It is shown in answer here and at other places that difference of 2 random variables will be correlated with baseline. Hence baseline should not be a predictor for change in regression equations. It can be checked with R code below:
> N=200 > x1 <- rnorm(N, 50, 10) > x2 <- rnorm(N, 50, 10) > change = x2 - x1 > summary(lm(change ~ x1)) Call: lm(formula = change ~ x1) Residuals: Min 1Q Median 3Q Max -28.3658 -8.5504 -0.3778 7.9728 27.5865 Coefficients: Estimate Std. Error t value Pr(>|t|) (Intercept) 50.78524 3.67257 13.83 <0.0000000000000002 *** x1 -1.03594 0.07241 -14.31 <0.0000000000000002 *** --- Signif. codes: 0 ‘***’ 0.001 ‘**’ 0.01 ‘*’ 0.05 ‘.’ 0.1 ‘ ’ 1 Residual standard error: 10.93 on 198 degrees of freedom Multiple R-squared: 0.5083, Adjusted R-squared: 0.5058 F-statistic: 204.7 on 1 and 198 DF, p-value: < 0.00000000000000022
The plot between x1 (baseline) and change shows an inverse relation:
However, in many studies (especially, biomedical) baseline is kept as a covariate with change as outcome. This is because intuitively it is thought that change brought about by effective interventions may or may not be related to baseline level. Hence, they are kept in regression equation.

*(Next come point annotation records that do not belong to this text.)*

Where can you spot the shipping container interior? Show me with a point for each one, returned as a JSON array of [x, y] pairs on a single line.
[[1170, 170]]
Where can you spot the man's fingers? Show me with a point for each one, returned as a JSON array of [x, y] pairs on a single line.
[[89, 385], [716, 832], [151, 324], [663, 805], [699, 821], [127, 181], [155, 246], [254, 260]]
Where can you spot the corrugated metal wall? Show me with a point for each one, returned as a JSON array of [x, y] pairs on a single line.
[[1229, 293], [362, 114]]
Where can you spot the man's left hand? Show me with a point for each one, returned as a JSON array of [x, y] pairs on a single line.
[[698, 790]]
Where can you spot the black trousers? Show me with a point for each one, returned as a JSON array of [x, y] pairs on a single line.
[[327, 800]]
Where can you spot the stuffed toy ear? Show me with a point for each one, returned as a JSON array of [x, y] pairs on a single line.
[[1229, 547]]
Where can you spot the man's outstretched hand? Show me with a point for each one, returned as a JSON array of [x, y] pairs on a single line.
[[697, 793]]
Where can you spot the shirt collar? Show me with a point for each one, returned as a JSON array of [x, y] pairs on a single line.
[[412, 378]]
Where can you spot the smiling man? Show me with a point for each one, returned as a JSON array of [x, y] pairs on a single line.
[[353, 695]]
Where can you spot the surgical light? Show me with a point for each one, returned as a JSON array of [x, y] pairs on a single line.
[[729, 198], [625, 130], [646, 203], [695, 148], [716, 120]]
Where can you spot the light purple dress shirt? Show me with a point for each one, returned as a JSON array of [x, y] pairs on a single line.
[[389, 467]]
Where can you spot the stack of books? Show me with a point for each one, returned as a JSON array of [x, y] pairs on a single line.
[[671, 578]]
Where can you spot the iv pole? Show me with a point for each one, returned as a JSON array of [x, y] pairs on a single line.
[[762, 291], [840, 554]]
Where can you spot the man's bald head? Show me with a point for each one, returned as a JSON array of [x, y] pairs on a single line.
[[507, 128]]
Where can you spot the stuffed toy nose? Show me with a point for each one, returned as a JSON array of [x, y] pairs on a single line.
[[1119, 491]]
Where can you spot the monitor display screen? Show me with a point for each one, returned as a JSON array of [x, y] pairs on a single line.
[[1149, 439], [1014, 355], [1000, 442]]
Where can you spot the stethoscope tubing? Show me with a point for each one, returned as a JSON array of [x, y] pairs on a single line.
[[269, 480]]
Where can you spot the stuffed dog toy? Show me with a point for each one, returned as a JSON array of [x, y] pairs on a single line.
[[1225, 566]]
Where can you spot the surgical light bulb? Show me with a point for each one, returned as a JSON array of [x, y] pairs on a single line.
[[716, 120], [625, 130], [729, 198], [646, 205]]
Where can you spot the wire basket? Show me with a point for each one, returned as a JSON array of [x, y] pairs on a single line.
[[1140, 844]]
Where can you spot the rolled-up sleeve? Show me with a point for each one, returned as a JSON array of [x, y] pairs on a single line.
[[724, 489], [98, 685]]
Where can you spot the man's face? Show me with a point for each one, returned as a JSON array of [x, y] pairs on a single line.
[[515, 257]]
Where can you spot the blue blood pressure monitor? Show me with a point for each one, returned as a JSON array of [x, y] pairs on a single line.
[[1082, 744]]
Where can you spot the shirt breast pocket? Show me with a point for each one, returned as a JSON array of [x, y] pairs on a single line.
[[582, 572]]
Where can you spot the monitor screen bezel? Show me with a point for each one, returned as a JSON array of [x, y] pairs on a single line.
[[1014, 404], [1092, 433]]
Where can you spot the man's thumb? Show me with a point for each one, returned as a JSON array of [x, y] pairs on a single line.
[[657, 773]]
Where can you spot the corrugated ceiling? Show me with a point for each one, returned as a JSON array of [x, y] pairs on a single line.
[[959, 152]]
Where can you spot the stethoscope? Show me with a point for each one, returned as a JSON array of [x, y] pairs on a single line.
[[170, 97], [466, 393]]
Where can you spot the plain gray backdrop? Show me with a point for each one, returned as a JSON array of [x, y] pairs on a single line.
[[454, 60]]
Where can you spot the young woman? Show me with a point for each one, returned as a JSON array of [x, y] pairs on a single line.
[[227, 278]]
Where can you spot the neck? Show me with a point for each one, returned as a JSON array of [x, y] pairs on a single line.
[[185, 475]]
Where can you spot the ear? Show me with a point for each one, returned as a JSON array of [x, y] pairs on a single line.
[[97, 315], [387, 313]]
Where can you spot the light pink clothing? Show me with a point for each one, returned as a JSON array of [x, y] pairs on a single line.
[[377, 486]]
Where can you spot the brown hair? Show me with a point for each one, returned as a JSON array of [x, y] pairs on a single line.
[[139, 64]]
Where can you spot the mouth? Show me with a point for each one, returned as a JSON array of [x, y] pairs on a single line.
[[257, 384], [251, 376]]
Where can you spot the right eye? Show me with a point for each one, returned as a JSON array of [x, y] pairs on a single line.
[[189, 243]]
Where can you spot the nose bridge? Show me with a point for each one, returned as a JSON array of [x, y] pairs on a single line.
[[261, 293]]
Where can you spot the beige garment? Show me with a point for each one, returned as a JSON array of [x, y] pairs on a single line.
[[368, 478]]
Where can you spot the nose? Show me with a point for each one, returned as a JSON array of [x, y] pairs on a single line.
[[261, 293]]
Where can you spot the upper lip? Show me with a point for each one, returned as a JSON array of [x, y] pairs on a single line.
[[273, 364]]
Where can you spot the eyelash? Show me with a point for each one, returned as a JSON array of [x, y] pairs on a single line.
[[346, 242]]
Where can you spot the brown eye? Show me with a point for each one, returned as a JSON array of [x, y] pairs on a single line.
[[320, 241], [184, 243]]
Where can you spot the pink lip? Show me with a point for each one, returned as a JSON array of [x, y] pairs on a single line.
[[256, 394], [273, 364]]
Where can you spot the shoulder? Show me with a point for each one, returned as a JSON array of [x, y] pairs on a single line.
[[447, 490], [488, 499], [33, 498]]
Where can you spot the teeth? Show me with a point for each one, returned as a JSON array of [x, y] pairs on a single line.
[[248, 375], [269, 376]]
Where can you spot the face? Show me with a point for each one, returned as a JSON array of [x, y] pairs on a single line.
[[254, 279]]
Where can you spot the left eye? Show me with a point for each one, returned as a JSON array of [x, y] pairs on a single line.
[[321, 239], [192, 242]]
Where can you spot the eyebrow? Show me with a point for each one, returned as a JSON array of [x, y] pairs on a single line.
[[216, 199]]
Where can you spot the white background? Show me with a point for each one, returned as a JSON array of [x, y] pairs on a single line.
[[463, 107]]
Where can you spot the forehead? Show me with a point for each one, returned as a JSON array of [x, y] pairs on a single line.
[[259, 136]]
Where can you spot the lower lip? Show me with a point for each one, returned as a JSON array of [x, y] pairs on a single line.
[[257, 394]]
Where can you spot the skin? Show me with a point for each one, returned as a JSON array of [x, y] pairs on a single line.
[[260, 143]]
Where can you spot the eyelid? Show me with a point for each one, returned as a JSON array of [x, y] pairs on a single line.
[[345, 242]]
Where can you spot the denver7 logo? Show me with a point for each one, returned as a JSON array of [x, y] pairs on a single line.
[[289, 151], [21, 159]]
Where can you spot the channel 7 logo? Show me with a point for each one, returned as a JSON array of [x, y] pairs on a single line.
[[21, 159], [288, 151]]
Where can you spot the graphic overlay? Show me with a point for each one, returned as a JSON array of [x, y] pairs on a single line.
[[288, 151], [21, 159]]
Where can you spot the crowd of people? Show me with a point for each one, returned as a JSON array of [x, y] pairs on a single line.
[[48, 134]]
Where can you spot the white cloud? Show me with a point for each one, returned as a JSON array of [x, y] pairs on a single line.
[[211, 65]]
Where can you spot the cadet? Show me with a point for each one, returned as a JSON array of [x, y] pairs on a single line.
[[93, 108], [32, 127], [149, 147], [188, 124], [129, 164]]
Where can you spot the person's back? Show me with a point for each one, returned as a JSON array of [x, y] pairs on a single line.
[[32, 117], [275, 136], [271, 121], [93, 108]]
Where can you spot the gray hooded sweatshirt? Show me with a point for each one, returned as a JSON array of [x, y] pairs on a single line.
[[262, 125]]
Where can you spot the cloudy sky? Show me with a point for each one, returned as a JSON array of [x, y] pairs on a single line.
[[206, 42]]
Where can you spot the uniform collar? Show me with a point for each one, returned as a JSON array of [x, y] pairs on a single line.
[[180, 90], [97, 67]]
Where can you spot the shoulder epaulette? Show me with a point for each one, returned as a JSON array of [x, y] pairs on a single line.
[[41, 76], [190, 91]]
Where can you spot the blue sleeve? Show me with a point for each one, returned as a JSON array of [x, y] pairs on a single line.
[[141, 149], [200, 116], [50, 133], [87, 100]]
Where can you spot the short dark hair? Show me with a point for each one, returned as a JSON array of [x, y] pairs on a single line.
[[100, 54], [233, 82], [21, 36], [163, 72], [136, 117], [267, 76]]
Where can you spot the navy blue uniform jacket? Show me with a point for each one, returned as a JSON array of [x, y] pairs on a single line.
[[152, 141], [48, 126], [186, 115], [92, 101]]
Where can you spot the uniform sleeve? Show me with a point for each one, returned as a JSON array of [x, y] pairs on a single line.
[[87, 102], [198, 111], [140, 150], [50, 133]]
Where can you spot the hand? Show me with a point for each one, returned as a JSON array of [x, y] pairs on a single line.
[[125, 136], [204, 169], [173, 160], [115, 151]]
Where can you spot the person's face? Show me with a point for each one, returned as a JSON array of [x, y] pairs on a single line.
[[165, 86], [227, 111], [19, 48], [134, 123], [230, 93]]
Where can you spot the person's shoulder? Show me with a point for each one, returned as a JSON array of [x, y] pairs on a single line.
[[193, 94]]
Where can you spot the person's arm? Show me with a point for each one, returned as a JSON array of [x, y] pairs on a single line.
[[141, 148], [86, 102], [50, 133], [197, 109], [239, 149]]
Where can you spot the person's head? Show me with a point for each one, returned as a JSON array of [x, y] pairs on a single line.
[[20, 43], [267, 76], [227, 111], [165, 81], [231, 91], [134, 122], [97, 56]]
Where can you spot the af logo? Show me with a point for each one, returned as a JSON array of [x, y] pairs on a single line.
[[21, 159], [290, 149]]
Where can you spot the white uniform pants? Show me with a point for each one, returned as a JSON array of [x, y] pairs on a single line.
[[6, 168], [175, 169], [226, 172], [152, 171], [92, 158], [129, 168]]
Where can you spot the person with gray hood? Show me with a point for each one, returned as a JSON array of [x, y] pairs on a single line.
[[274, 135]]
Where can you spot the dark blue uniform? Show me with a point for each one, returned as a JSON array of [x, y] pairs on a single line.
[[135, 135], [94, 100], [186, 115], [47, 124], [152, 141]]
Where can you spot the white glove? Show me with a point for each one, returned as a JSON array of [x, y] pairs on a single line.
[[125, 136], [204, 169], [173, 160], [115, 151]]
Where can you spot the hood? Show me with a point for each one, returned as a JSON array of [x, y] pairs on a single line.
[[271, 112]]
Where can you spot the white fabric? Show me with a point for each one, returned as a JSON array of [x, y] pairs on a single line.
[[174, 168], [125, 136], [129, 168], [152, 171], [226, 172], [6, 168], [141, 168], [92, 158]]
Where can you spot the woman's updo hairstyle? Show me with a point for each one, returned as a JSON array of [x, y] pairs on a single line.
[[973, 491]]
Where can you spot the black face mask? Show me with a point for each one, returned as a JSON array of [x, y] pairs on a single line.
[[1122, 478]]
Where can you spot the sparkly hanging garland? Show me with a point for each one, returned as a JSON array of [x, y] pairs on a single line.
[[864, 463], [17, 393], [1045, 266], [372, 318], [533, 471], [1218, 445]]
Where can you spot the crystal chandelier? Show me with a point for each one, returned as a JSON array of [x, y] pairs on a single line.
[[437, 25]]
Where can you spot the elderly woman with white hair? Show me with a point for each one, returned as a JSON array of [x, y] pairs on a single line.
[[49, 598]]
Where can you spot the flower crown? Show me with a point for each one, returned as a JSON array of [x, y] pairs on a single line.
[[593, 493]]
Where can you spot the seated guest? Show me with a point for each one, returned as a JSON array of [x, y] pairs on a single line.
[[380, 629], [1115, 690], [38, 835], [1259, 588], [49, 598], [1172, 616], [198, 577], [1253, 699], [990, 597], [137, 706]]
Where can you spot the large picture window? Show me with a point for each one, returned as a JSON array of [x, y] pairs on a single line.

I have following questions in this regard:
Is there any mathematical proof showing that changes (random or those caused by effective interventions) always correlate with baseline? Does it occur only in some circumstances or is it a universal phenomenon? Is distribution of data related to this?
Also, does keeping baseline as one predictor of change affects results for other predictors which are not having any interaction with baseline? For example in regression equation:
change ~ baseline + age + gender. Will results for age and gender be invalid in this analysis?
Is there any way to correct for this effect, if there is a biological reason to think that change may DIRECTLY related to baseline (quite common in biological systems)?
Thanks for your insight.
Edit: I probably should have labelled x1 and x2 as y1 and y2 since were discussing response.